Tuesday, April 28, 2009

Deathly Prose

Mark Twain described the Book of Mormon as "cloroform in print" and anyone who has struggled with that glutinous tome and its turgid, pseudo-Jacobean prose would surely agree with Twain's assessment. As a religious institution, however, the Mormons have no monopoly on soporific reading, as witness this deadly gem recently sent me by my pal Banished Child of Eve, who alerted: "In case you thought being a Catholic theologian was an interesting job." It takes the form of a press release last year from DePaul University, announcing what must have been a truly scintillating conference last fall: "Transformed by Hope: Building a Catholic Theology for the Americas."

Boy, that title really grabs you, doesn't it (and wouldn't you have killed to have attended)? It gets better. Here's a little snippet from the announcement (take a deep breath):
When Pope Benedict XVI traveled to Aparecida, Brazil in May of 2007 for the beginning of the Fifth General Conference of CELAM, he underscored the continuity of this gathering with the four that preceded it: Rio de Janeiro (1955), Medellín (1968), Puebla (1979), and Santo Domingo (1992). But Pope Benedict also acknowledged the newness of the situation to be analyzed at Aparecida and cited in that context the phenomenon of globalization as a potentially unifying but also risk-filled network of relationships extending over the whole planet.

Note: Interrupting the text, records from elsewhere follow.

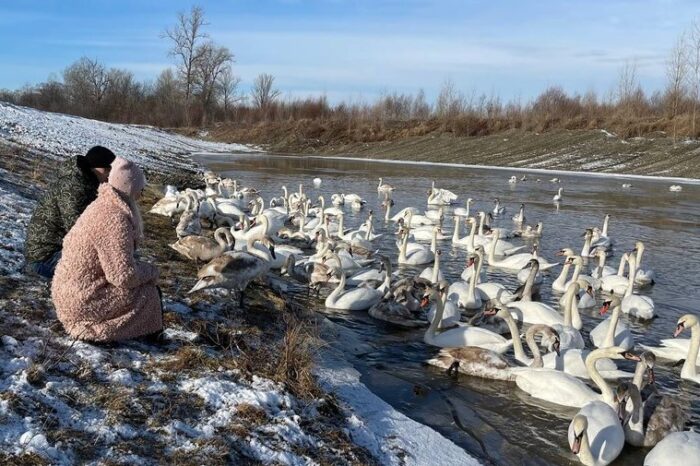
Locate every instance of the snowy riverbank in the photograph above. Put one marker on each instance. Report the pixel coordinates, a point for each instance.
(202, 397)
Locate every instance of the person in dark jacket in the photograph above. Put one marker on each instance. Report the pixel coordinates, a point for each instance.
(74, 188)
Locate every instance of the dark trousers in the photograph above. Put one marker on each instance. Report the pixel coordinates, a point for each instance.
(46, 268)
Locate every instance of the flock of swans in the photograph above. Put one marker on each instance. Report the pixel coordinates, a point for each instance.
(306, 239)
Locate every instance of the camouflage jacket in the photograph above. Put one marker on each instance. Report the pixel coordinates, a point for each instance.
(65, 199)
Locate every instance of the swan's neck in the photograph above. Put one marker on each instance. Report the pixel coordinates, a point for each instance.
(455, 234)
(585, 251)
(635, 424)
(515, 336)
(567, 306)
(478, 264)
(621, 267)
(640, 252)
(472, 234)
(638, 379)
(689, 369)
(534, 349)
(437, 318)
(529, 283)
(632, 273)
(492, 248)
(585, 455)
(605, 390)
(609, 339)
(577, 271)
(561, 279)
(605, 226)
(404, 246)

The other changes that have taken place since 1968 include developments within the Latin American theology of liberation that Medellín helped to create as well as critical responses to certain currents of a theology of liberation from the Congregation for the Doctrine of the Faith and elsewhere. There is also a new awareness today of the tremendous impact of the globalization of markets on the daily life of the human family. Globalization presents both new opportunities and challenges, but the call of the Gospel to address the plight of the poor remains as urgent as it was in 1968. Moreover, in his post-synodal apostolic exhortation Ecclesia in America Pope John Paul II affirmed that the borders of the Church on the American hemisphere are not national borders. He recalled he clear message of the Gospel to seek a social solidarity rooted in the Trinitarian communion. He enjoined Catholics on this hemisphere to build up ecclesial bonds—relationships of love and mutual support—between the members of the Church in North and South America. Many dioceses have heard this call—including the Archdiocese of Chicago—and have responded by establishing transcontinental ties between parishes and dioceses.
It's kind of like those countless press statements that continually emanate from the offices of the Episcopal Church and United Nations, only without their sparkle.